WASHINGTON (AP) — President Donald Trump is criticizing the Senate intelligence committee over its investigation into possible collusion between Russia and associates of the Trump campaign.
Trump said on Twitter Thursday: "Why Isn't the Senate Intel Committee looking into the Fake News Networks in OUR country to see why so much of our news is just made up-FAKE!"
Leaders of the committee said Wednesday they have not determined, roughly nine months into their investigation, whether Russia coordinated with the Trump campaign to try to sway the 2016 presidential election.
The Republican committee chairman, North Carolina Sen. Richard Burr, said the committee has interviewed more than 100 witnesses as part of its investigation and that more work still needs to be done. Burr said: "The issue of collusion is still open."
Burr, along with the panel's top Democrat, Virginia Sen. Mark Warner, provided the first major update on a congressional investigation that was launched the same month as President Donald Trump was inaugurated.
"The committee continues to look at all evidence to see if there was any hint of collusion," Burr said, adding, "I am not going to even discuss initial findings, because we haven't any."
Burr and Warner said that the committee has interviewed more than 100 witnesses, including former Trump campaign chairman Paul Manafort and Trump son-in-law Jared Kushner.
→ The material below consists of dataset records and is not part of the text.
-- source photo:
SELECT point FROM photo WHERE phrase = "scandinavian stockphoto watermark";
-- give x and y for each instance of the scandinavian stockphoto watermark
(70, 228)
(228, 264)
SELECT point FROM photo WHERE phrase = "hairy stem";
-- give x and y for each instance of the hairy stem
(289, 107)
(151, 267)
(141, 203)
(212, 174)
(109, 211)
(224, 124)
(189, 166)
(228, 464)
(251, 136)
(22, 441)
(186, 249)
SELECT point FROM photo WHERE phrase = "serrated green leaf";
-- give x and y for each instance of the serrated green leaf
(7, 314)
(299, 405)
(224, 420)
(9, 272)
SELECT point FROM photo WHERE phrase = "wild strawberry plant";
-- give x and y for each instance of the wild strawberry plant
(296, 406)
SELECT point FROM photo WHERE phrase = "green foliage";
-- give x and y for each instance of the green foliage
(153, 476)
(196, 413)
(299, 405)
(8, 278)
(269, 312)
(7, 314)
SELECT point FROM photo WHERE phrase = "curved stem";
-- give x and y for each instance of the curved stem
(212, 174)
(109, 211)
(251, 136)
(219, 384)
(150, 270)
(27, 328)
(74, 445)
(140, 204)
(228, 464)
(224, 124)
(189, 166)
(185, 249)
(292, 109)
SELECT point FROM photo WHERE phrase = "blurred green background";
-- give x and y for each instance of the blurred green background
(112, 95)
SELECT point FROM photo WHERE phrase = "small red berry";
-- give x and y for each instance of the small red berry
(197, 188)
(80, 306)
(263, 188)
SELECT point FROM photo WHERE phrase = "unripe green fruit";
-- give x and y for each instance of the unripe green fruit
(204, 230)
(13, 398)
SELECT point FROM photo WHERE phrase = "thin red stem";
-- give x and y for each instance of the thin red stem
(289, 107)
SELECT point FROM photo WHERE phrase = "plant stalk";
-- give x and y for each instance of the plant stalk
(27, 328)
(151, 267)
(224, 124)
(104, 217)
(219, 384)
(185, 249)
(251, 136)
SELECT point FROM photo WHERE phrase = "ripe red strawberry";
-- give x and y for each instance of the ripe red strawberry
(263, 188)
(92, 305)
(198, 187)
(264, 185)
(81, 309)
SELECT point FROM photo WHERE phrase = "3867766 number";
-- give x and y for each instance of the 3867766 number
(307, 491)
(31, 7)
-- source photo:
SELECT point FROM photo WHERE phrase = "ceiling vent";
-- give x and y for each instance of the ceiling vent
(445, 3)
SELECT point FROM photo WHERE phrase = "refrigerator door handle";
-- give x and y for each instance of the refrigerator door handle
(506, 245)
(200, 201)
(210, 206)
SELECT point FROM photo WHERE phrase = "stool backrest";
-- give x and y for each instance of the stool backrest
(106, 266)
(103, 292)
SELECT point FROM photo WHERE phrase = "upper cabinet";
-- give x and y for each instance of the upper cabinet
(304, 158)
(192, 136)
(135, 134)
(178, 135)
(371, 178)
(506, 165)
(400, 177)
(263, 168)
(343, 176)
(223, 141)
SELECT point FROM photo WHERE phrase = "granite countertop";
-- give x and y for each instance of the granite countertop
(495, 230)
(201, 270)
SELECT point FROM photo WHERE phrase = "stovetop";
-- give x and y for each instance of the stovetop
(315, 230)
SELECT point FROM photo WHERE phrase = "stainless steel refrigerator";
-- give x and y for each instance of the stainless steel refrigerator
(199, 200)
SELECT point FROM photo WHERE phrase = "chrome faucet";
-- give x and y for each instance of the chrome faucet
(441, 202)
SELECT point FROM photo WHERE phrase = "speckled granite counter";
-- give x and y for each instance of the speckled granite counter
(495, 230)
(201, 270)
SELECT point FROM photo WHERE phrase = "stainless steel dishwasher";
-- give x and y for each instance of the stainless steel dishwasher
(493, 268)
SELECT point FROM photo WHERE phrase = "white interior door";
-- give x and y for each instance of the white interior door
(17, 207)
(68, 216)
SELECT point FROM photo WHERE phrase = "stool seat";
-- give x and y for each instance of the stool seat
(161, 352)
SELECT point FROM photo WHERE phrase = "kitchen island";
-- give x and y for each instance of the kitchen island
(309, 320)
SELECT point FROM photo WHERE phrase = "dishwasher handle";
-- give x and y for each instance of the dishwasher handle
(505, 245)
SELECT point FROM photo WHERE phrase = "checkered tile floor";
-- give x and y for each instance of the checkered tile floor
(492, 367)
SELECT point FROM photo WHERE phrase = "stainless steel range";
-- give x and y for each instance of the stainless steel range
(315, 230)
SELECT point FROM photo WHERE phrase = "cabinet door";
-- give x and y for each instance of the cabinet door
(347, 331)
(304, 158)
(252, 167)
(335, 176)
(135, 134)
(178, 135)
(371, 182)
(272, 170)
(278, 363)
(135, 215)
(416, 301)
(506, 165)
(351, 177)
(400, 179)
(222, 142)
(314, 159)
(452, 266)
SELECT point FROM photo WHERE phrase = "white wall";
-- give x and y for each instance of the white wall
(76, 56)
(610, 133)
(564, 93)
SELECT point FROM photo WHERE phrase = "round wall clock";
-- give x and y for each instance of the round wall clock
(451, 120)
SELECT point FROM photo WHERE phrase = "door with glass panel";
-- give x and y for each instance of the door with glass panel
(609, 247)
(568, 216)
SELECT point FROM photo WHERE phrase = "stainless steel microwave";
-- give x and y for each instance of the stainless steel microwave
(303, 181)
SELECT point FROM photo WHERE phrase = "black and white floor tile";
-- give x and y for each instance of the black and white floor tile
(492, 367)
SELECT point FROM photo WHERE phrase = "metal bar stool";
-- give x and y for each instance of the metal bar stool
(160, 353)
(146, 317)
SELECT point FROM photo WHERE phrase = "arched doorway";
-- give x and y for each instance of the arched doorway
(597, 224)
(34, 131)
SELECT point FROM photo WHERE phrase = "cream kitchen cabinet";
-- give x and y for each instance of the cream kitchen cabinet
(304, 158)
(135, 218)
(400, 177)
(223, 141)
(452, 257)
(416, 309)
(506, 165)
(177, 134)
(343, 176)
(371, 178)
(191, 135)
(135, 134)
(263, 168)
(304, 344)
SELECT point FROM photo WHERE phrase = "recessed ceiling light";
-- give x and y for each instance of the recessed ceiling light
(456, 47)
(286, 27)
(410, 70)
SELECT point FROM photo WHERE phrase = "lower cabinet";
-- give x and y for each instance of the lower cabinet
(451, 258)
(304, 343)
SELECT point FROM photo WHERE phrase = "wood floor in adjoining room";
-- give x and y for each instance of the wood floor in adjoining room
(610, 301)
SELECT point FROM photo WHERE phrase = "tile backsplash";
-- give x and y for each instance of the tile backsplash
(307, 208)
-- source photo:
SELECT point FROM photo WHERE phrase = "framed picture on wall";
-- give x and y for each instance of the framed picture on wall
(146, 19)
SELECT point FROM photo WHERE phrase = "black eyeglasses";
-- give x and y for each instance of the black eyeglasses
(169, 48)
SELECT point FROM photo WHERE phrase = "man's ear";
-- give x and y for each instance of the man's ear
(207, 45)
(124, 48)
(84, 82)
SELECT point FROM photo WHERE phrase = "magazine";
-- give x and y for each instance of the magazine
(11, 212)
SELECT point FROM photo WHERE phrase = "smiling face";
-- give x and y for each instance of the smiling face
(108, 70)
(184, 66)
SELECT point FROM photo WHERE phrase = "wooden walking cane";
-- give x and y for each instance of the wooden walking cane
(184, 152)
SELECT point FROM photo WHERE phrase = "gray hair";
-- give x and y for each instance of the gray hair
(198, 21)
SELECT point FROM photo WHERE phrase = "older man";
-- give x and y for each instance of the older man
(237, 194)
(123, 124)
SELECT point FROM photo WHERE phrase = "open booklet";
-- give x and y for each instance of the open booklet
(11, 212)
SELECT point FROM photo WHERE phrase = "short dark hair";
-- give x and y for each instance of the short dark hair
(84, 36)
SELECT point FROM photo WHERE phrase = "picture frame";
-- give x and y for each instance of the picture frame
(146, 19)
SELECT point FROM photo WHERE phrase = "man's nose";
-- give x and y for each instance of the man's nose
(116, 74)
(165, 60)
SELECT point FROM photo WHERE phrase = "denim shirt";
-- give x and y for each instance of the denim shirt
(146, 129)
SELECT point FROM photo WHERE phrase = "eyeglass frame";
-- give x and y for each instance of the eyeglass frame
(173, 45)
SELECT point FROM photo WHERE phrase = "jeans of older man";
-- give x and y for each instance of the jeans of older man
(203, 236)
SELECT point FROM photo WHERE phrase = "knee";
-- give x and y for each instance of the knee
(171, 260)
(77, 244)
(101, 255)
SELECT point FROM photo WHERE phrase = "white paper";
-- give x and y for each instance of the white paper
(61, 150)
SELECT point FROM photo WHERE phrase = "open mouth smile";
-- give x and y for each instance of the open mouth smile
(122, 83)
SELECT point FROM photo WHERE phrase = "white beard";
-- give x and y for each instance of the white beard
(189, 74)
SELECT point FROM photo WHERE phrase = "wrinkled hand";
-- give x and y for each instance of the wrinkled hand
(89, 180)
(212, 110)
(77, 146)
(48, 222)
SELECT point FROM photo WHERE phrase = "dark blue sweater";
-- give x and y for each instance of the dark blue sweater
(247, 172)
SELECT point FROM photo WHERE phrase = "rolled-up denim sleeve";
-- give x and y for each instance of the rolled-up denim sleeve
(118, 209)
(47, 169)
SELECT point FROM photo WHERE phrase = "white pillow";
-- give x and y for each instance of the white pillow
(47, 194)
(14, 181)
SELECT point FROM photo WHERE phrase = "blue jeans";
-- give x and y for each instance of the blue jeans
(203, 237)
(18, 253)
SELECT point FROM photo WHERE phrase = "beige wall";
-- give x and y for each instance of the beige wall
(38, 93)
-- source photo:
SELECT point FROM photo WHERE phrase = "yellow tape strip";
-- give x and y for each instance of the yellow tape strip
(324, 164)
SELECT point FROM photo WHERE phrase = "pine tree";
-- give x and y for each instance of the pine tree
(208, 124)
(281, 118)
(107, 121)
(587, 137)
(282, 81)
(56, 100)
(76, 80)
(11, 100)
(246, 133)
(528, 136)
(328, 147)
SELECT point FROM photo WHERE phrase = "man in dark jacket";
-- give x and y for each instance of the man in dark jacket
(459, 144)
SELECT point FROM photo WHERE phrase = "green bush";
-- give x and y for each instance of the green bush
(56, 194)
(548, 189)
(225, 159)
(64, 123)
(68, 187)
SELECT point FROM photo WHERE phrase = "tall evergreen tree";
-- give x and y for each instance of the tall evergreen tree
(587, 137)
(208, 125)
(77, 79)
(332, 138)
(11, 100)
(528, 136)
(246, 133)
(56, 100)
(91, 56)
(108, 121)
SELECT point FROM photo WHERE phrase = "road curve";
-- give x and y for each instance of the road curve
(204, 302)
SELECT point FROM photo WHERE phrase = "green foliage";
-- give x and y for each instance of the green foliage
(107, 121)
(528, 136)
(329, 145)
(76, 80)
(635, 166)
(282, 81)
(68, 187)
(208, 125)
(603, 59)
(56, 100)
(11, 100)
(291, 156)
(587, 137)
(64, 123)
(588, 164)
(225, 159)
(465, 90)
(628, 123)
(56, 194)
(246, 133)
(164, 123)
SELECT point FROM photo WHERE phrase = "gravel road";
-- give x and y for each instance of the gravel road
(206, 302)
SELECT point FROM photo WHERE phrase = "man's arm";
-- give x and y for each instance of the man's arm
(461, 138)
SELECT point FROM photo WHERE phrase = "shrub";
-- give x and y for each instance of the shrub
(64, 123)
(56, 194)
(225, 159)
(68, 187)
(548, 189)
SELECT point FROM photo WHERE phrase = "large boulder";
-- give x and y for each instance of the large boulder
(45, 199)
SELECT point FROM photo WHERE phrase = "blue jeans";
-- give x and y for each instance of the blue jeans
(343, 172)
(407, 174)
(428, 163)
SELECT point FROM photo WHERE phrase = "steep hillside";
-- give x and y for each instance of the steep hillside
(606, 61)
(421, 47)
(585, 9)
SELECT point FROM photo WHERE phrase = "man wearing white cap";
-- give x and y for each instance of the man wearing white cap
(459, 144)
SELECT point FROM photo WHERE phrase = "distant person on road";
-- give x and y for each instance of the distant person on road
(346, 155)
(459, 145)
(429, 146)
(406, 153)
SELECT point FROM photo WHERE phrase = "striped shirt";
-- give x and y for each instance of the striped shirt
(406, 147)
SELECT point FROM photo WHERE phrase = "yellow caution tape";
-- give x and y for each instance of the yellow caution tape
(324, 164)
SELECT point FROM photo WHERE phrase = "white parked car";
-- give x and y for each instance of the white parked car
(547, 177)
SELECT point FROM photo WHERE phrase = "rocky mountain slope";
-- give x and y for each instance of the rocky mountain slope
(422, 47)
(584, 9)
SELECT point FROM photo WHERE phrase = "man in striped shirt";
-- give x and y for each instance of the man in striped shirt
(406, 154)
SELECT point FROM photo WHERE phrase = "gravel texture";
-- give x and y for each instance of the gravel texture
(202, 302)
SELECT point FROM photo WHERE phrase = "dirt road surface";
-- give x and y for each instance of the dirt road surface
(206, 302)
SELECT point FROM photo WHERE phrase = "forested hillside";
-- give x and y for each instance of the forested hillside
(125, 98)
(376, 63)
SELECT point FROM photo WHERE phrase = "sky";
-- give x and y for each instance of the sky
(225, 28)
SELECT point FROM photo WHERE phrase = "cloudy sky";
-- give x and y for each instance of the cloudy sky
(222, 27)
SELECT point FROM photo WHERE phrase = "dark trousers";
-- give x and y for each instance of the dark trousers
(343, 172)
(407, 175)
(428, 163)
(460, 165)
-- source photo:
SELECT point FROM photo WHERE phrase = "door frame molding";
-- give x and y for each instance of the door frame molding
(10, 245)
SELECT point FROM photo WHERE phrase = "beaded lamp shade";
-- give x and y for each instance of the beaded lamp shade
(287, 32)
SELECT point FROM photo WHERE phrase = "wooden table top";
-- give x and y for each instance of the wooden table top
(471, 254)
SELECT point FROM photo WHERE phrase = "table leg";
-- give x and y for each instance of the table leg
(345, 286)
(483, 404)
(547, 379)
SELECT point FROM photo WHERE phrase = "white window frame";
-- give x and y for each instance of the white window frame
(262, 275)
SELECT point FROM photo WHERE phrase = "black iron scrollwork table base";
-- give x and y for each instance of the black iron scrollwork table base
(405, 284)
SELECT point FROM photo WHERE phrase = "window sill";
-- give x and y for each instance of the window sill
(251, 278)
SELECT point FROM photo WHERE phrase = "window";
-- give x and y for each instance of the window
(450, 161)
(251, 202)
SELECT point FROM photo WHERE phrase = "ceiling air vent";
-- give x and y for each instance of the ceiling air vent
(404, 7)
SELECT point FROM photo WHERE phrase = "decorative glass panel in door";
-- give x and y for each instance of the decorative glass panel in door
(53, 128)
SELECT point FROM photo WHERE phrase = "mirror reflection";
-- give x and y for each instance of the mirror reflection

More than 100,000 pages of documents have been reviewed.
But the committee has yet to interview some witnesses related to the Trump campaign and a June 2016 meeting that Kushner, Manafort and the president's son, Donald Trump Jr., held with Russians. The committee wants to interview Trump Jr. and everyone else involved with the meeting.
The lawmakers said that though they have reached no conclusion about whether the campaign colluded with the Kremlin — the question also at the heart of a separate criminal investigation by special counsel Robert Mueller — their investigation has left no doubt about a multipronged Russian effort to meddle in American politics.
"The Russian intelligence service is determined, clever, and I recommend every campaign and every election official take this very seriously," Burr said.